To assess how common this issue is in the broader ecosystem, the researcher developed an automated tool to scan app stores for Firebase misconfigurations. When testing 200 iOS applications, 103 were found vulnerable—more than half of the sample. Harry has launched a website listing affected apps and removes entries as vendors remediate their configurations. Codeway’s products have already been taken off the list following the fix.
Privacy, Legal and Security Risks for AI Chatbot Users
Data leaks from AI apps create a dual risk profile. First, they can expose deeply personal and confidential information: health hints, mental health struggles, relationship conflicts, financial problems, location patterns and behavioral details that could be used for profiling, blackmail, targeted scams or discrimination.
Second, AI chat logs often contain discussions of potentially unlawful actions—even if hypothetical or rejected by the model. If such data is harvested and correlated with other breached information, it may cause legal exposure, reputational damage or harassment for affected users. From a regulatory perspective, long-lived storage of such sensitive content without strong protection can attract scrutiny under data protection and privacy laws.
Key Security Lessons for AI and Mobile App Developers
The Chat & Ask AI incident underlines fundamental security practices that remain frequently neglected in fast-moving AI product development. At minimum, teams using Firebase or similar platforms should enforce strict Firebase Security Rules, apply the principle of least privilege to every read/write operation, and integrate automated configuration scanning into their CI/CD pipelines.
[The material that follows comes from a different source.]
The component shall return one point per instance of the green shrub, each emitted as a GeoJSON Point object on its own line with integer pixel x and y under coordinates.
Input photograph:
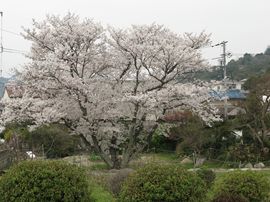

Additional safeguards include regular independent security assessments, robust logging and monitoring for anomalous access patterns, and encryption of highly sensitive data both in transit and at rest. Given the intimacy and sensitivity of many AI chatbot interactions, security baselines for these services should be treated as comparable to healthcare or financial data protection, not casual consumer apps.
Practical Recommendations for AI Chatbot Users
While infrastructure security is primarily the responsibility of providers, users can reduce their exposure by limiting what they share with AI apps. It is advisable to avoid entering passport or ID details, full payment card data, precise travel itineraries, contact details of third parties, or explicit descriptions of actions that could be legally ambiguous. Incidents like the Chat & Ask AI data breach demonstrate that even highly rated, widely used apps can contain basic architectural security flaws.
Stronger protection of AI chatbot privacy will require both more mature secure development practices from vendors and more conscious digital hygiene from users. Choosing services with transparent security practices, clear data retention policies and a proven track record of promptly fixing vulnerabilities is an essential step toward safer everyday use of generative AI.